Avec Loustic, c’est facile, trop facile, j’abuse. Je joue avec son désir, que je comble à chaque fois, quand il s’y attend le moins. Je me freine, je m’impose des règles, sans bien comprendre pourquoi, sans adhérer vraiment à cette loi tacite qui intime la confrontation à la frustration, au prétexte que «dans la vie on ne peut pas tout avoir»… Je me dis que je contribue à lui construire une enfance magique, dans laquelle il pourra puiser la force d’être un adulte heureux, rayonnant… Je me dis aussi que c’est peine perdue, qu’il va se coltiner des névroses à cause de moi, descendantes des miennes… Curieusement l’un ne compense pas l’autre. Tout ça vit en parallèlle, selon le sens du vent, selon la phase de mon instabilité émotionnelle chronique… Il y a l’image, la projection de ce que j’aurais aimé vivre quand j’étais enfant. Il y a ma culpabilité, ma honte. Il y a l’histoire particulière que j’ai tracé avec lui, tellement désiré mais tellement oublié derrière l’écran noir de ma souffrance… Il y a la peur irraisonnée de le perdre, superstition écrasante, vengeance de la vie, prix à payer… J’ai peur de la vie.

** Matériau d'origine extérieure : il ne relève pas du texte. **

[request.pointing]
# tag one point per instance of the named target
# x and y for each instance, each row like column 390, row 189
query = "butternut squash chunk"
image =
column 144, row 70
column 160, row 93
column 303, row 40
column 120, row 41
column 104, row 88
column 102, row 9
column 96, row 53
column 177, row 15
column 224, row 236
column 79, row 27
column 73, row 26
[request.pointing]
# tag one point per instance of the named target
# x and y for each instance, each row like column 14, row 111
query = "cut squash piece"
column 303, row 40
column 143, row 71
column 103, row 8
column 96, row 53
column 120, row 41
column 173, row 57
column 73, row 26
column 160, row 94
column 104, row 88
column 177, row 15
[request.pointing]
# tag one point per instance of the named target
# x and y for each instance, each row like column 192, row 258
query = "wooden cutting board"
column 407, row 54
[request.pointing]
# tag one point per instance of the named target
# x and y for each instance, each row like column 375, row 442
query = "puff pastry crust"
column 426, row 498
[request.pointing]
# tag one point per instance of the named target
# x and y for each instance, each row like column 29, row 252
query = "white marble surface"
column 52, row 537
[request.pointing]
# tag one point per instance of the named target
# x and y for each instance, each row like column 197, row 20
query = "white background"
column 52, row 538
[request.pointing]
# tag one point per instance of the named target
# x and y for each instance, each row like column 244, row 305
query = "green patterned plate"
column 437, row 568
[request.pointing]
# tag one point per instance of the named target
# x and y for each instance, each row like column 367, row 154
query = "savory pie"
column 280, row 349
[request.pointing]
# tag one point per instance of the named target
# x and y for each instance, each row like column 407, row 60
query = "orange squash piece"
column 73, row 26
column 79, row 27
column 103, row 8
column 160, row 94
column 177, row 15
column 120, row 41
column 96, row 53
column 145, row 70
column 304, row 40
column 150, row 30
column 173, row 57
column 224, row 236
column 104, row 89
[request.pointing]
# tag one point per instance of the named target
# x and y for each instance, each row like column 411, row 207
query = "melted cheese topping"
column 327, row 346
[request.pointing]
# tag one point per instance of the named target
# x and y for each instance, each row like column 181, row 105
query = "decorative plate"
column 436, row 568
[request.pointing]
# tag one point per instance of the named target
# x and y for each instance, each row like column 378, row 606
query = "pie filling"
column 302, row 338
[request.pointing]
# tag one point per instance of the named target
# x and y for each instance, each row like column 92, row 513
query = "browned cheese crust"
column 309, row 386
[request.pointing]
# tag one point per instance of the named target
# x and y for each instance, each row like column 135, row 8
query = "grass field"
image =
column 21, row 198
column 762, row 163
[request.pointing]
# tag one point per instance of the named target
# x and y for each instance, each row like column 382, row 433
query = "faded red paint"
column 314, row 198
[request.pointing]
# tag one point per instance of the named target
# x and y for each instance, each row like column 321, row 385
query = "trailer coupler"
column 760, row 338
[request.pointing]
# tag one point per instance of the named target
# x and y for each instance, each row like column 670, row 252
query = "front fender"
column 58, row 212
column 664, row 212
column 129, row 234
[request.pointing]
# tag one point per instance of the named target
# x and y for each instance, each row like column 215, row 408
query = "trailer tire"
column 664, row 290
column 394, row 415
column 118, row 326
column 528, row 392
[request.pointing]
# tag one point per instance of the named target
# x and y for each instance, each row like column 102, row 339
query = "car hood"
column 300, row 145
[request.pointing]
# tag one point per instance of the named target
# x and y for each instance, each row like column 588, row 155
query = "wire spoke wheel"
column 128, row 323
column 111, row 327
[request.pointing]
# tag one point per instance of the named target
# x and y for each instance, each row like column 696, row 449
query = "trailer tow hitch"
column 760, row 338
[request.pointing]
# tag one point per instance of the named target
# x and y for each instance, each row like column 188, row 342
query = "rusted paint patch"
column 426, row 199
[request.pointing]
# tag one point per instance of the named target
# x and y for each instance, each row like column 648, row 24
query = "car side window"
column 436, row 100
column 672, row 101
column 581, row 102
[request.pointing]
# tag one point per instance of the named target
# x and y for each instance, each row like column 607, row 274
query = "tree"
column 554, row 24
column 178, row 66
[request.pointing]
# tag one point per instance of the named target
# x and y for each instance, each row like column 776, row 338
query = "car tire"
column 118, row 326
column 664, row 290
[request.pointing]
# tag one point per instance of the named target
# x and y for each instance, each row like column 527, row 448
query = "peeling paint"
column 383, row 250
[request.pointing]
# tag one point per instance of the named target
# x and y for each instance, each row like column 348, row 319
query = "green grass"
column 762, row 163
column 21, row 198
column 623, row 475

J’ai un net souvenir du jour où j’ai perdu mon innocence, où la magie a disparu de ma vie. Finie l’époque où les petites souris collectionnent les dents de lait, où les cloches reviennent de Rome chargées de chocolat, fini le rêve. En tous cas, c’est le sentiment qui m’avait traversé l’esprit ce jour là. La première fois où j’ai vu, concrètement, mes oncles et mes tantes transporter les cadeaux jusqu’au pied du sapin. Mon intense mélancolie, ma tristesse exacerbée. Et la bonne surprise, aussi, devant les poupées et leurs vêtements qu’avaient préparés ma mère pour ses filles dans le secret de sa chambre à la maternité, pour accompagner la naissance de notre dernier frère.
J’entrevois aujourd’hui toutes les connexions, les strates, les erreurs de parcours. J’entrevois surtout ma quête du désir, je focalise là dessus. Constamment, je suis en quête. Constamment, j’ai été en quête. J’ai pleuré, quémandé, somatisé… En vain. Je suis effarée par l’étendue de la tâche.
Je m’aperçois que j’ai lutté contre les associations libres ce soir. J’ai recadré, suivi la trame. Ce fameux Noël, j’avais décidé de l’écrire dans le marbre. J’étais partie ailleurs pourtant… résistance… Départ demain, trois jours à la campagne. Retour au papier et à mon précieux carnet. Si besoin. Je vais essayer de ne pas trop préparer cette dernière séance, lundi, avant ses vacances.